Chinese state media used the fifth anniversary of the Sept. 11 terrorist attacks on the US to criticize the US response as "erroneous."
The world has been changed more by the US war on terror than the 2001 terrorist actions that set the war in motion, an editorial in the mass-circulation People's Daily argued yesterday.
"It's fair to say that September 11 changed the United States. But what really changed the world was the erroneous US response to September 11, especially the war in Iraq," it said.
While China has paid lip service to the US war on terror, it is also concerned about the more interventionist US foreign policy that has emerged, analysts have said.
The People's Daily editorial was signed by Yuan Peng (
The English-language China Daily, which primarily targets a foreign audience, carried a less direct, veiled criticism of the US.
"Five years ago today was a black day for humanity. It is even more tragic that some have not learnt a lesson from this tragedy," the paper said in an editorial.
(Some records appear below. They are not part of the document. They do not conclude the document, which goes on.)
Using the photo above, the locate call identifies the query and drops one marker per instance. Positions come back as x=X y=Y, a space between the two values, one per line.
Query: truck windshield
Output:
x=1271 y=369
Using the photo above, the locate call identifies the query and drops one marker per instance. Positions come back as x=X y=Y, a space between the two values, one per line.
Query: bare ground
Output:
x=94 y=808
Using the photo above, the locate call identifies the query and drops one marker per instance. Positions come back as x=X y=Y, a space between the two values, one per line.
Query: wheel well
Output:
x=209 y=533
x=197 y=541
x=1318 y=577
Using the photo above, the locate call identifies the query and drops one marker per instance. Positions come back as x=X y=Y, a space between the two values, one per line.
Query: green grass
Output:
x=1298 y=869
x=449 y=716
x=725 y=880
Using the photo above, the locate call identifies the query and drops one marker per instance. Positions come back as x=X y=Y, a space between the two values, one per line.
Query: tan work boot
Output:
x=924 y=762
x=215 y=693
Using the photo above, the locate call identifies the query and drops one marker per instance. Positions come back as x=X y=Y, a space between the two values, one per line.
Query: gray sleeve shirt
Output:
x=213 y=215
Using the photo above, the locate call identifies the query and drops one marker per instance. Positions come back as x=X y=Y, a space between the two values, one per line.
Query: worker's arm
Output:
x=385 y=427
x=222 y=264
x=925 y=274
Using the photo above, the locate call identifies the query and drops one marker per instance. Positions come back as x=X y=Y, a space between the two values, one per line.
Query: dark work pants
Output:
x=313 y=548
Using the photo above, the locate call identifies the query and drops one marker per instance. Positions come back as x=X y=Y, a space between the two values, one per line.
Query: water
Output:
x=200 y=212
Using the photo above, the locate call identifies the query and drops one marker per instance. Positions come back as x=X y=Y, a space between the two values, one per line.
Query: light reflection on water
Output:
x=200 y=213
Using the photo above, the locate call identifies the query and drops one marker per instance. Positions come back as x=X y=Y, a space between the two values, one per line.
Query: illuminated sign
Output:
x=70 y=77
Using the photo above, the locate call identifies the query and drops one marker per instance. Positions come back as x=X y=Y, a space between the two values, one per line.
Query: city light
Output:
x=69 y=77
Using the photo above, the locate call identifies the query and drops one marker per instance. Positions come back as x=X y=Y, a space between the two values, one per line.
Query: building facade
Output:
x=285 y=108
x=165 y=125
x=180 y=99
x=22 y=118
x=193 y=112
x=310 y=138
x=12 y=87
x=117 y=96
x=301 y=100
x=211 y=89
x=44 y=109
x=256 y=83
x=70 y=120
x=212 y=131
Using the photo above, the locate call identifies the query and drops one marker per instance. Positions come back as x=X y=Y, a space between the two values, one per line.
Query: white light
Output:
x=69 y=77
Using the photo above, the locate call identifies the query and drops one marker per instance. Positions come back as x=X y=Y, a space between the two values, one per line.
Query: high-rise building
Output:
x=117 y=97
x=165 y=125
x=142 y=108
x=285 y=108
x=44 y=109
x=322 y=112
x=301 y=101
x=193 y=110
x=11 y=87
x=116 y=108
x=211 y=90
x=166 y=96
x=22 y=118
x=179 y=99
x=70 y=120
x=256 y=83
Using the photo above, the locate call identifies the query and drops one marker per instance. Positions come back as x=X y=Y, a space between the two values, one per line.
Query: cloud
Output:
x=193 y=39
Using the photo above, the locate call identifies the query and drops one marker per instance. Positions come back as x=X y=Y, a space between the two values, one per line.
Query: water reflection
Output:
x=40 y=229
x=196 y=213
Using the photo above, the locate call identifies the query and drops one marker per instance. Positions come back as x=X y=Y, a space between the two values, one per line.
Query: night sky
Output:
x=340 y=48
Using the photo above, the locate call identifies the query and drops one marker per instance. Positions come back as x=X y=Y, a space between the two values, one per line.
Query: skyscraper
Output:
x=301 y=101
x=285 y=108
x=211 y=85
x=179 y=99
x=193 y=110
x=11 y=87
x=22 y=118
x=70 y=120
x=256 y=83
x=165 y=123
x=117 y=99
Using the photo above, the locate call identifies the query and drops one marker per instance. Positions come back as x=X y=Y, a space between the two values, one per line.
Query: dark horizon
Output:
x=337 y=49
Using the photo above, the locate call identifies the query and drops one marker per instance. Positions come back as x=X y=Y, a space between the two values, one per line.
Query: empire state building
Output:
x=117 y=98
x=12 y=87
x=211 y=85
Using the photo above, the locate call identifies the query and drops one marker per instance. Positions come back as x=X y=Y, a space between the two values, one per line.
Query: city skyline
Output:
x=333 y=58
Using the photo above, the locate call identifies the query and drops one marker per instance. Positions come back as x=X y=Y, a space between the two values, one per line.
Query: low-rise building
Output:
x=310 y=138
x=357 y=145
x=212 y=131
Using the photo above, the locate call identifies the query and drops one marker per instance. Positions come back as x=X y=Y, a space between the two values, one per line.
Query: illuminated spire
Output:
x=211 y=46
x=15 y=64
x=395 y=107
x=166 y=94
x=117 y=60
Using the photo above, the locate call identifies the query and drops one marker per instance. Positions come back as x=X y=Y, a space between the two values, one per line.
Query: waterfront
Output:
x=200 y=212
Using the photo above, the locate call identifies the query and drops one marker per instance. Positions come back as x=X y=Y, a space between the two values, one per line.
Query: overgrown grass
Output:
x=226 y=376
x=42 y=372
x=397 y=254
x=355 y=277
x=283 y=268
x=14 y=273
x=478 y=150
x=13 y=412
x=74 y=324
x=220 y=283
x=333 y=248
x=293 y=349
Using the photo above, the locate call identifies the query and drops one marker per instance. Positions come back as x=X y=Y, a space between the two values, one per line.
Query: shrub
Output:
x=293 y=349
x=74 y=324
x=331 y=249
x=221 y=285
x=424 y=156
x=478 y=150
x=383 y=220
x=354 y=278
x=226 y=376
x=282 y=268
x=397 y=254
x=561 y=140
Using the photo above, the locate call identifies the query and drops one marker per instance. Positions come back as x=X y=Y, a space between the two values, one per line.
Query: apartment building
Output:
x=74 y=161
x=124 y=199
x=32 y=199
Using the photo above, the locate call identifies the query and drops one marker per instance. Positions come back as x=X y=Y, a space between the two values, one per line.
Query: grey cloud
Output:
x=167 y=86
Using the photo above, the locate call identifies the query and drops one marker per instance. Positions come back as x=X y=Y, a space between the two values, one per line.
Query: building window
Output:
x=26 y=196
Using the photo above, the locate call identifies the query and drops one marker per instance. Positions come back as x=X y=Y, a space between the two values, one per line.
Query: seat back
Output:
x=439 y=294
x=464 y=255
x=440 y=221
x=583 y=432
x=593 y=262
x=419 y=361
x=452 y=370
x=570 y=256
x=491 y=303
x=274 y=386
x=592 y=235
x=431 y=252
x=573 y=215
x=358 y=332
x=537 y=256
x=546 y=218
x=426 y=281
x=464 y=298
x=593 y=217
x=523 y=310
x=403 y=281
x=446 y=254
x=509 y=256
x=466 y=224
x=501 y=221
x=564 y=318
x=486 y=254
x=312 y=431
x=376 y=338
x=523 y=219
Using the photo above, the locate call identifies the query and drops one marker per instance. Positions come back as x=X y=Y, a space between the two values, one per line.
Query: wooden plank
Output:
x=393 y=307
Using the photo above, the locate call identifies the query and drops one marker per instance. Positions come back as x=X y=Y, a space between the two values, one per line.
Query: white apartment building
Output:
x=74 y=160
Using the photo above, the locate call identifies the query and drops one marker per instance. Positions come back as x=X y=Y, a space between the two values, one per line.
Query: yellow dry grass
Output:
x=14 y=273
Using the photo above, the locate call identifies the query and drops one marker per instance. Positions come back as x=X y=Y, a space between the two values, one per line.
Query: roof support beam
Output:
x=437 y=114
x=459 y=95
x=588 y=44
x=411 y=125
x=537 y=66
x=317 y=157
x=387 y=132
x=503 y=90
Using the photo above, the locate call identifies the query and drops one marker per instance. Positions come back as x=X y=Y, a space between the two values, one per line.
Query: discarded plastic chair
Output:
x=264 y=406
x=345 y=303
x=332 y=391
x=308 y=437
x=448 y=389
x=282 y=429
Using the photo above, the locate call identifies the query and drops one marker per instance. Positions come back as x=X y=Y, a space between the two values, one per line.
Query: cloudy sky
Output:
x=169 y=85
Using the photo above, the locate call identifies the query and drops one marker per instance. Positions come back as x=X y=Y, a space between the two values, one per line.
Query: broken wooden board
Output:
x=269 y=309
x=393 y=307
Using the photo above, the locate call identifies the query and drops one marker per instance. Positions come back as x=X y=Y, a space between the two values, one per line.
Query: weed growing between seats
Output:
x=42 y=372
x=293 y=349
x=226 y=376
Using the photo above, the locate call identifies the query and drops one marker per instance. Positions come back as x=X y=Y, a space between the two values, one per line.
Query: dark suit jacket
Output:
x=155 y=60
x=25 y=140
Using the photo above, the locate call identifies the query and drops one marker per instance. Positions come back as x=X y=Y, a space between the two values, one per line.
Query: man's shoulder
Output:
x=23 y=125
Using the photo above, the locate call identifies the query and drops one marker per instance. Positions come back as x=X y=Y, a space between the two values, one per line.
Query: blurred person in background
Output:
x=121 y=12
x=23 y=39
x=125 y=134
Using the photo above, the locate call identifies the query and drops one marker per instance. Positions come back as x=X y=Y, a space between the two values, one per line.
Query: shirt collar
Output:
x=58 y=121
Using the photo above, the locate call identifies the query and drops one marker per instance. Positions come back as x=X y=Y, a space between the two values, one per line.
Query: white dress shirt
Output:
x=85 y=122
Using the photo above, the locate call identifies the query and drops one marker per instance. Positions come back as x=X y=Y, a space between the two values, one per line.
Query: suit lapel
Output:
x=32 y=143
"The answer to terrorism, the biggest problem facing the world today, will be given only if the root causes are found and eradicated," it said.
Chinese officials have repeatedly referred to the need to tackle the "root causes" of terrorism, although they have seldom made clear what is meant by the term.
According to Jia Qingguo (賈慶國), an international relations professor at Peking University, the expression covers a set of very specific factors.
"First, they refer to the growing gap between the rich and poor countries," he said.
The rich countries become richer, the poor countries become poorer, and people in the poor countries lose hope," Jia said.
"Second, it refers to the US Middle East policy. It is biased in favor of Israel and makes the people in the Arab countries lose their hope and triggers their anger," he said.
The third component involves the rise of religious extremism around the world, and the difficulty believers of different faiths have in tolerating each other, Jia said.